De Raad kan zich in grote lijnen verenigen met hetgeen de rechtbank heeft overwogen en geoordeeld. Ook de Raad is van oordeel dat er, door het overlijden van de moeder van appellante op 8 maart 1999, met de verhuizing in november 1999 geen uit een oogpunt van toepassing van de WW te respecteren belang meer werd gediend. Ten aanzien van de gezondheidsklachten overweegt de Raad dat er inderdaad lichamelijke klachten zijn (geweest) en dat er aanwijzingen bestaan voor psychische problematiek.
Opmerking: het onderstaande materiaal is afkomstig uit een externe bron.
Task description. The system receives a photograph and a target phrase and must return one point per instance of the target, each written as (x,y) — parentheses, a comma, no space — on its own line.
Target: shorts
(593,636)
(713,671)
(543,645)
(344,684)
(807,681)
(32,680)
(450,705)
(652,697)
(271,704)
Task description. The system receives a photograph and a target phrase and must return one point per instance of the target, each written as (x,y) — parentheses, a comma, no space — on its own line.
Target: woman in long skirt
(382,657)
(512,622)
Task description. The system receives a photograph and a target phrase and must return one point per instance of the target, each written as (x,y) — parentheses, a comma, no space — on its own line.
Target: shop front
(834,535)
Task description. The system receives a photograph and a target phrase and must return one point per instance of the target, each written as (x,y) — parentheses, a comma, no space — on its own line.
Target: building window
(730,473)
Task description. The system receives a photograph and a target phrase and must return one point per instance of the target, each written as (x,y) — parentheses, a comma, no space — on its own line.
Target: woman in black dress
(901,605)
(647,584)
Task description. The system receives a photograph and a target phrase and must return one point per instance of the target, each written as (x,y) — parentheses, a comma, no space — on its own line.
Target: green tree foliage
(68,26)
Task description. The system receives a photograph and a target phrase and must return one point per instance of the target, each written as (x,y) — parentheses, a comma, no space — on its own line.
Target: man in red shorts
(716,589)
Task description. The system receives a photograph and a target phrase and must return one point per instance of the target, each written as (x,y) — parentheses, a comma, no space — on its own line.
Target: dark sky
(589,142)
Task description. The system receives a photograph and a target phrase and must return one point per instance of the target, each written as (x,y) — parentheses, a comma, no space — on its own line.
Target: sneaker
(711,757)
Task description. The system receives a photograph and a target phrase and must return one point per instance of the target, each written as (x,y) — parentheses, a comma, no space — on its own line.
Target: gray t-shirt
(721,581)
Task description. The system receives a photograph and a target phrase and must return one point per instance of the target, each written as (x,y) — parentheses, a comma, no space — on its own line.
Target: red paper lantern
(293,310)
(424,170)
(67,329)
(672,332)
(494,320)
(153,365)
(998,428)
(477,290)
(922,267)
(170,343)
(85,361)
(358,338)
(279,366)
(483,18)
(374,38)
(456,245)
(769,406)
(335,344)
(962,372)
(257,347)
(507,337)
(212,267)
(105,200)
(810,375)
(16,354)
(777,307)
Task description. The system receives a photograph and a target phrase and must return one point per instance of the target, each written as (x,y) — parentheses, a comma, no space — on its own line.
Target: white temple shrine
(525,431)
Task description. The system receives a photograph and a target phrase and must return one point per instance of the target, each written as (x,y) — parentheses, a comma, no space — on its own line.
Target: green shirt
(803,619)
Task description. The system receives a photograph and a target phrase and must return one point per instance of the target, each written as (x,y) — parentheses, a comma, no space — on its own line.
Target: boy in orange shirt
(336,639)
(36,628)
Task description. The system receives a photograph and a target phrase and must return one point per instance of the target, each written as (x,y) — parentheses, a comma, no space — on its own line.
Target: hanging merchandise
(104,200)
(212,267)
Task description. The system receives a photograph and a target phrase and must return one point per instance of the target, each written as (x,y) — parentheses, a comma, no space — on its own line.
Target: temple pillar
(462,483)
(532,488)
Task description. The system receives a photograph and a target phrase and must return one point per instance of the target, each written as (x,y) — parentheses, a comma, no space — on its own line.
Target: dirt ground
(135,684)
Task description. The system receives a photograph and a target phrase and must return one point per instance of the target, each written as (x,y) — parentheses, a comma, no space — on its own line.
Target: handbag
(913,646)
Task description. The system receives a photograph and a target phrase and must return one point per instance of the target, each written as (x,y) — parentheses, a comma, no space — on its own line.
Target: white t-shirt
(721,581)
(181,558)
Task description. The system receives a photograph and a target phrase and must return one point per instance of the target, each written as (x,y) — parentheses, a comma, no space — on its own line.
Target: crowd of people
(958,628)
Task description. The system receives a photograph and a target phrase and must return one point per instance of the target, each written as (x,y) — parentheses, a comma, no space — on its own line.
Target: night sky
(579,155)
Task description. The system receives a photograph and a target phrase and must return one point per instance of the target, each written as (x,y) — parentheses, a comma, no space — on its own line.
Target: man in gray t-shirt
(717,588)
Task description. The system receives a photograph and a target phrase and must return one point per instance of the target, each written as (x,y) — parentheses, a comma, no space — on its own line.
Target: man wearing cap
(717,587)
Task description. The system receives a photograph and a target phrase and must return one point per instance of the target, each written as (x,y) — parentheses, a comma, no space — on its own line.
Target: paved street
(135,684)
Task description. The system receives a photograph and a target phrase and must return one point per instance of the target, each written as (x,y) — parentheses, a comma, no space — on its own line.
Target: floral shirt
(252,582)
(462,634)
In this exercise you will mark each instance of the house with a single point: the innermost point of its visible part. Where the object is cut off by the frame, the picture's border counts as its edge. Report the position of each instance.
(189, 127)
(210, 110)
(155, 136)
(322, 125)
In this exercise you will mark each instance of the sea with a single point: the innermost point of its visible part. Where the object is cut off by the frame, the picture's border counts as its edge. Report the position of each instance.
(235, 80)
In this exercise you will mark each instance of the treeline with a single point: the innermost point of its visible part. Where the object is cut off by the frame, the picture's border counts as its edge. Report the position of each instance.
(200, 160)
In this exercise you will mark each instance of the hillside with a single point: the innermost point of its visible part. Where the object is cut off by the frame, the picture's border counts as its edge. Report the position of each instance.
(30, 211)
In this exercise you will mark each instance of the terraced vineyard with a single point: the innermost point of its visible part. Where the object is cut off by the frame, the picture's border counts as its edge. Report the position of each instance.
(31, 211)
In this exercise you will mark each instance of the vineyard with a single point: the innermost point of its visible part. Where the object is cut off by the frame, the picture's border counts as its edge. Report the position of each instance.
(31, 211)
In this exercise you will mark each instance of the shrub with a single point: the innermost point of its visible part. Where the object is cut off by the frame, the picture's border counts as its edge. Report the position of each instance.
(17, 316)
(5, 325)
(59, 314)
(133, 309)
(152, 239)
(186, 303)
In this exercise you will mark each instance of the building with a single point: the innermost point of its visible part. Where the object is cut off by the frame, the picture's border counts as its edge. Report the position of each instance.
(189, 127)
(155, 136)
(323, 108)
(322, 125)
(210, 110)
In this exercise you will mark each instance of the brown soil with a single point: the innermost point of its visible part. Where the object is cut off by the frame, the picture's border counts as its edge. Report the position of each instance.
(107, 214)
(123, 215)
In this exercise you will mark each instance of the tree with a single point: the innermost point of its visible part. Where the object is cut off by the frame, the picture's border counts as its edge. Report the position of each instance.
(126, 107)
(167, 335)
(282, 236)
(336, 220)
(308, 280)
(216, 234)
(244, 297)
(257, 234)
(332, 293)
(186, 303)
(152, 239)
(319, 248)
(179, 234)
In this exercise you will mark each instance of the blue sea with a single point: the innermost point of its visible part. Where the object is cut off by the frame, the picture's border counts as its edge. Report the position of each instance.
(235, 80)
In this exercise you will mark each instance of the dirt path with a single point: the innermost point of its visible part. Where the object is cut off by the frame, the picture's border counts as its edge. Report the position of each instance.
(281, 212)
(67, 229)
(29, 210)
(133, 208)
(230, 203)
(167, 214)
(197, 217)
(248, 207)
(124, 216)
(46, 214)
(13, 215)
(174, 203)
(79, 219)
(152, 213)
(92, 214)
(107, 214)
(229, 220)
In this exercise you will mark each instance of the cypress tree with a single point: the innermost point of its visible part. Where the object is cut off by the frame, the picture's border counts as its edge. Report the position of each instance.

Op basis van de stukken en het gestelde ter zitting concludeert de Raad echter dat deze klachten niet van dien aard waren dat in redelijkheid niet van appellante kon worden gevergd de dienstbetrekking voort te zetten, terwijl evenmin kan worden geconcludeerd dat bij appellante ieder inzicht in de consequenties van haar handelen ontbrak.
Het bestreden besluit en de aangevallen uitspraak kunnen derhalve in stand blijven.
Voor een proceskostenveroordeling op grond van artikel 8:75 van de Algemene wet bestuursrecht acht de Raad geen termen aanwezig.
Beslist dient derhalve te worden als volgt.
III. BESLISSING
De Centrale Raad van Beroep,
Recht doende:
Bevestigt de aangevallen uitspraak.
Aldus gewezen door mr. M.A. Hoogeveen als voorzitter en mr. C.P.J. Goorden en mr. H.G. Rottier als leden, in tegenwoordigheid van P. Boer als griffier, en uitgesproken in het openbaar op 9 juni 2004.
(get.) M.A. Hoogeveen.
(get.) P. Boer.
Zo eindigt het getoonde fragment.